"Hey there Doc, we have Bryan here. He was stabbed 9 or 10 times, we lost count. Heh heh (no one laughed at his stupid attempt at a joke). The worst one is the left chest. Oh, and the neck. Heh heh (again, no laughter). All the others look pretty superficial. Bleeding is controlled, and he's been stable for us the whole time."
The medics seemed to have gone through two or three boxes of gauze of various shapes and sizes while dressing all of Bryan's myriad wounds. Fortunately Bryan's girlfriend's knowledge of vital anatomy was on par with Donald Trump's knowledge of, well, anything, because there were no life-threatening injuries. A quick X-ray of his chest showed no penetration of the knife into the thoracic cavity, and on examination of his neck wound the platysma had not been violated. Whew. Still, he had an impressive series of lacerations on his left upper arm, left forearm, left chest, neck, left thigh, and right shoulder, all of which needed to be repaired.
In spite of myself, I said the one thing that I shouldn't have:
Of course, that's when the floodgates (also known as Bryan's mouth) opened.
"Man, fuck that bitch! I can't believe she did this to me!"
God damn it!
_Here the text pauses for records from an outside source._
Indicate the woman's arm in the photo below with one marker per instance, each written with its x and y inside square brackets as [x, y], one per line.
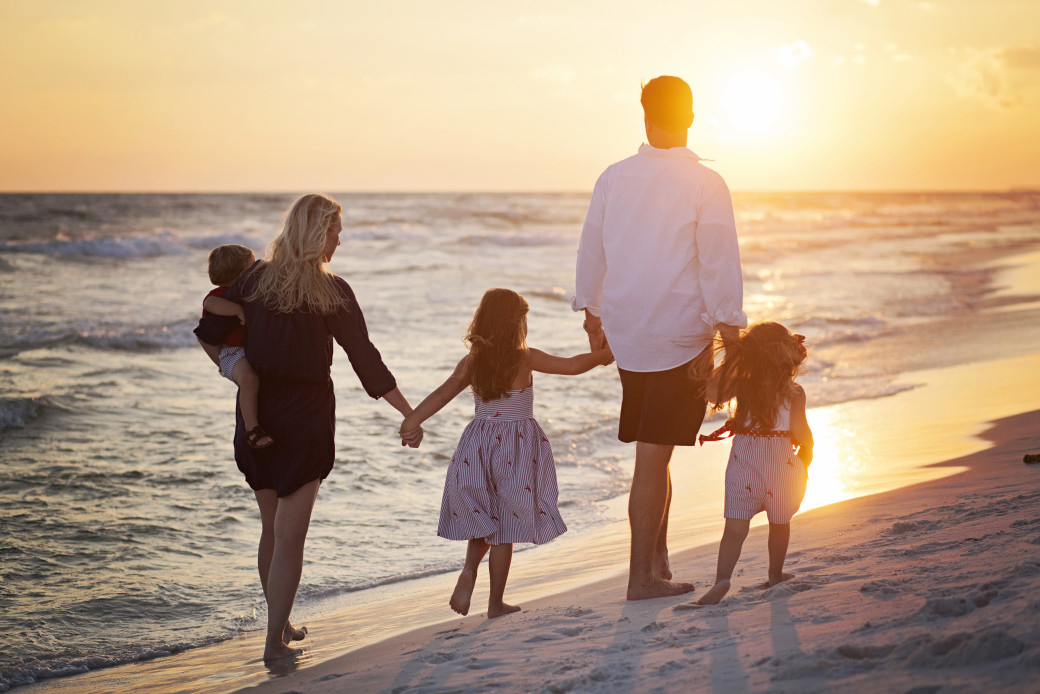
[547, 363]
[433, 403]
[800, 426]
[221, 306]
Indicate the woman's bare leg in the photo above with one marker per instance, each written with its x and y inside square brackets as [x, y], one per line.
[291, 521]
[267, 502]
[498, 567]
[467, 577]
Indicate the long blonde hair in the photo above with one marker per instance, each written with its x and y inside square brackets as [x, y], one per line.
[293, 274]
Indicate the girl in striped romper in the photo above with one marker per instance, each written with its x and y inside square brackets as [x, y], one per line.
[501, 482]
[772, 444]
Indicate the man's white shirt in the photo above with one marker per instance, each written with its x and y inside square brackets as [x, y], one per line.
[658, 258]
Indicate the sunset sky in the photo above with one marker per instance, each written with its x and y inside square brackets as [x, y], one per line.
[417, 95]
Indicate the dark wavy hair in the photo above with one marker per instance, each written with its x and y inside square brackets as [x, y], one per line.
[496, 342]
[759, 371]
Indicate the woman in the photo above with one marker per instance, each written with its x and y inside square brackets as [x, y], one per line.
[294, 308]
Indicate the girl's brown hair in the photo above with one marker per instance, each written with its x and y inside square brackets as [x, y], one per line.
[759, 371]
[496, 342]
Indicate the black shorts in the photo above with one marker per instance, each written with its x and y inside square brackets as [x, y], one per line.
[661, 407]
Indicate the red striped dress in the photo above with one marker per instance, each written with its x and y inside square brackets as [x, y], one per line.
[501, 482]
[764, 474]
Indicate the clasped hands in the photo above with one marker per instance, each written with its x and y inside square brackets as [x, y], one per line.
[412, 438]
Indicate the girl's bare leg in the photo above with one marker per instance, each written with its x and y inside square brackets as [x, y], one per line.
[467, 577]
[267, 500]
[729, 551]
[498, 566]
[779, 539]
[249, 391]
[291, 521]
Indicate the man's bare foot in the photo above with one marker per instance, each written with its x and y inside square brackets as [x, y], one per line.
[716, 594]
[293, 634]
[659, 588]
[661, 567]
[783, 576]
[500, 610]
[280, 652]
[463, 592]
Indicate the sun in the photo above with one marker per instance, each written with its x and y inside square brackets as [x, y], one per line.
[752, 102]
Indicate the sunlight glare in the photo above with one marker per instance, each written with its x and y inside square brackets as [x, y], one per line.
[753, 101]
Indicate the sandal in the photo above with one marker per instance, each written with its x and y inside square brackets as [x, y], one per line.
[257, 434]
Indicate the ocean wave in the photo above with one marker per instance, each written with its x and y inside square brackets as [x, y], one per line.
[150, 246]
[63, 666]
[19, 411]
[515, 239]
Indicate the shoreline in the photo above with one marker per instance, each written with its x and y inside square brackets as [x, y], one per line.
[389, 615]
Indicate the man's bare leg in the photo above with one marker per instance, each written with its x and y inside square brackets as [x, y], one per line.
[729, 551]
[647, 505]
[779, 539]
[467, 577]
[661, 567]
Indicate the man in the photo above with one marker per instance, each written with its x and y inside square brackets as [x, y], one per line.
[658, 274]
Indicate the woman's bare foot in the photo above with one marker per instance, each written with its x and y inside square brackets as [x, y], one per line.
[293, 634]
[280, 652]
[463, 592]
[658, 588]
[503, 609]
[716, 594]
[783, 576]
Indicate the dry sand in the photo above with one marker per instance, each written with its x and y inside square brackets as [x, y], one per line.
[929, 588]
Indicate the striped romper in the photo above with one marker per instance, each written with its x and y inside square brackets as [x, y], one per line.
[501, 482]
[764, 474]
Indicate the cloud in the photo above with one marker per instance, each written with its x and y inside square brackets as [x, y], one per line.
[997, 76]
[791, 55]
[557, 74]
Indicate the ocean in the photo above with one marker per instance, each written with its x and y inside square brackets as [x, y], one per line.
[127, 533]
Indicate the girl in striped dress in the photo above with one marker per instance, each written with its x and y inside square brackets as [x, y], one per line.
[772, 444]
[501, 482]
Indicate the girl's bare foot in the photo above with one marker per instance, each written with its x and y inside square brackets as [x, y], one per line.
[293, 634]
[716, 594]
[783, 576]
[280, 652]
[499, 610]
[463, 592]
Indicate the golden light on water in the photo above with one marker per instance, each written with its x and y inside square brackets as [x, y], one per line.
[838, 460]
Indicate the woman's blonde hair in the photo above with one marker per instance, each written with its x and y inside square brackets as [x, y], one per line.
[496, 342]
[294, 275]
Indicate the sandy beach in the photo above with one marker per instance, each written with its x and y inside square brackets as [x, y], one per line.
[928, 588]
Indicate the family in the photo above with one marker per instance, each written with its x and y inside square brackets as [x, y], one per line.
[657, 278]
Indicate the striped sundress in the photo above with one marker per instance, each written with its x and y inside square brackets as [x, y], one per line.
[501, 482]
[764, 474]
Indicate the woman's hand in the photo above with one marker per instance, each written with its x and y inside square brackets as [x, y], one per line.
[411, 438]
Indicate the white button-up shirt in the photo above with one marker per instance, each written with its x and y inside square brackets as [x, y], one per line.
[658, 259]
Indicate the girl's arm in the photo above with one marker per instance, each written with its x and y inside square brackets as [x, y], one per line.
[221, 306]
[433, 403]
[800, 426]
[547, 363]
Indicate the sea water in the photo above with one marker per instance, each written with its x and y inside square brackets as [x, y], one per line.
[127, 533]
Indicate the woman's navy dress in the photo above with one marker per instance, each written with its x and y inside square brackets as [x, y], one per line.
[291, 353]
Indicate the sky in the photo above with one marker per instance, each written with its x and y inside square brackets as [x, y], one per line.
[453, 95]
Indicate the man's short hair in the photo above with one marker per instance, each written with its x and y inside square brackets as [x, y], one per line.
[227, 262]
[668, 102]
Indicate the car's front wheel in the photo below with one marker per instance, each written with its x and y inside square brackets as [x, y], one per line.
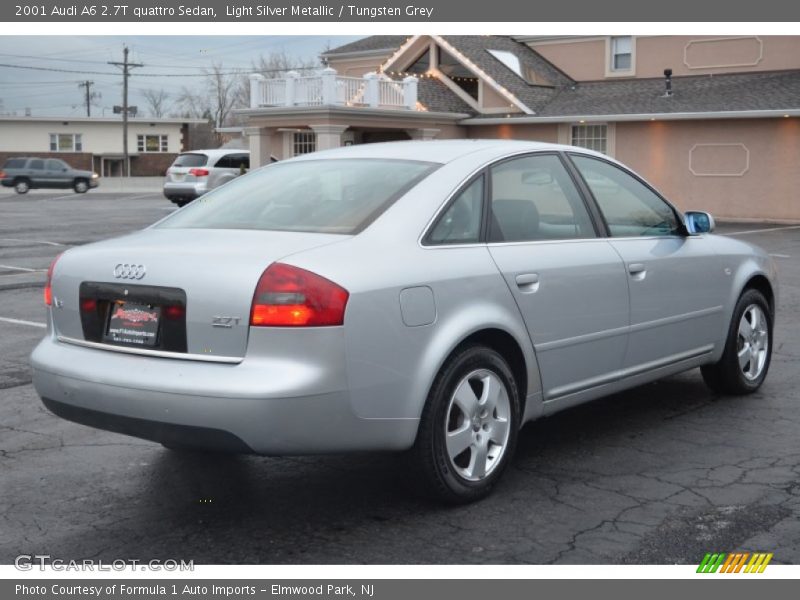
[22, 186]
[469, 426]
[748, 348]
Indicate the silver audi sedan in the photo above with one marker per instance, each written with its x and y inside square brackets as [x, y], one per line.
[422, 296]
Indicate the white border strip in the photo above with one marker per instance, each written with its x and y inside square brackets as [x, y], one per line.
[22, 322]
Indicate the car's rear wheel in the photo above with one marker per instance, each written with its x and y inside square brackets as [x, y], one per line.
[469, 426]
[748, 348]
[22, 186]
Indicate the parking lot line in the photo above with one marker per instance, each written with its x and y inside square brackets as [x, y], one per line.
[22, 322]
[46, 243]
[149, 195]
[58, 197]
[767, 230]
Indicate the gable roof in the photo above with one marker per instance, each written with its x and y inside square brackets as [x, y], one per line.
[476, 48]
[435, 96]
[753, 91]
[699, 93]
[373, 43]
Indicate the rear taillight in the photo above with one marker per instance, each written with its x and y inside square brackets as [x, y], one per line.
[48, 289]
[288, 296]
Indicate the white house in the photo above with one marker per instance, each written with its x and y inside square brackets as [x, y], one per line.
[95, 143]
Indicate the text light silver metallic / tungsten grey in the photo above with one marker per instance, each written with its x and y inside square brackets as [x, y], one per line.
[421, 296]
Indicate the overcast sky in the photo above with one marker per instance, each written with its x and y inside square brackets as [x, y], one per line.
[56, 93]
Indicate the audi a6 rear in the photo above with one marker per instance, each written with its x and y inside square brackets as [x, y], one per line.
[422, 296]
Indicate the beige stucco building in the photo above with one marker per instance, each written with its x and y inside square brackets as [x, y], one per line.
[712, 121]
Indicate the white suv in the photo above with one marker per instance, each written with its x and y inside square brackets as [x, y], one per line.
[199, 171]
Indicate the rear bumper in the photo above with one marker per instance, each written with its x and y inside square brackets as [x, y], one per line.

Why the fuck did I say that? Nooooooo! Take it back! TAKE IT BACK!
"What the fuck is wrong with her? I'm gonna kill her. That bitch stabbed me what, 20 times? I'm gonna kill the bitch. I'm gonna fucking kill her. I'm gonna go home and kill her. Dead. Dead!"
He looked up right into my eyes.
At a loss for words, I looked imploringly over at the police officer who was standing right next to me and had been apparently waiting patiently to take Bryan's statement. He returned my quizzical glance, both of us too stunned to speak. But Bryan wasn't done. Not remotely.
"Fucking bitch. Gonna kill her. Gonna fucking kill her. Dead. She's dead. Bitch you want to stab me? You're gonna die."
I took a break from suturing, inhaled deeply, and tried my best not to sound too patronising.
"Sir, you may want to curb your violent enthusiasm until after the police officer here is done questioning you and leaves."
Bryan, however, was not to be discouraged.
"I don't give a fuck who's here! Let the police hear me! She stabbed me, I'm gonna stab her back. That bitch is GOING TO DIE."
I looked back at the police officer who simply smirked, shook his head, and wrote something in his little notebook, which I have to assume was something resembling "HOMICIDAL PSYCHOPATH, DO NOT LET NEAR GIRLFRIEND".
About an hour and 2,401 sutures later (I may be exaggerating slightly), Bryan was all fixed up and ready to go. I briefly went to check on another patient, and when I came back a few minutes later to give Bryan his discharge instructions ("1. Come see me in a week to get your sutures out, 2. Apply antibiotic ointment 2-3 times a day, 3) Don't kill your girlfriend"), he had a very fancy set of matching stainless steel bracelets on his wrists. I tried to question one of the other police officers who had come to take Bryan away, but all he would tell me was that "the official story had changed".
I decided to accept that and move on.
Had Bryan actually done something that warranted a moderate bloodletting? I don't know, and I will likely never find out. And to be perfectly honest, it doesn't matter one bit, because my job is to fix holes. Holes I can fix. People . . . not so much.
Regardless, what Bryan said was bad enough, and the way he said it made his situation even worse. But Bryan taught me a very important lesson: it isn't only what you say and how you say it, it's also to whom you say it.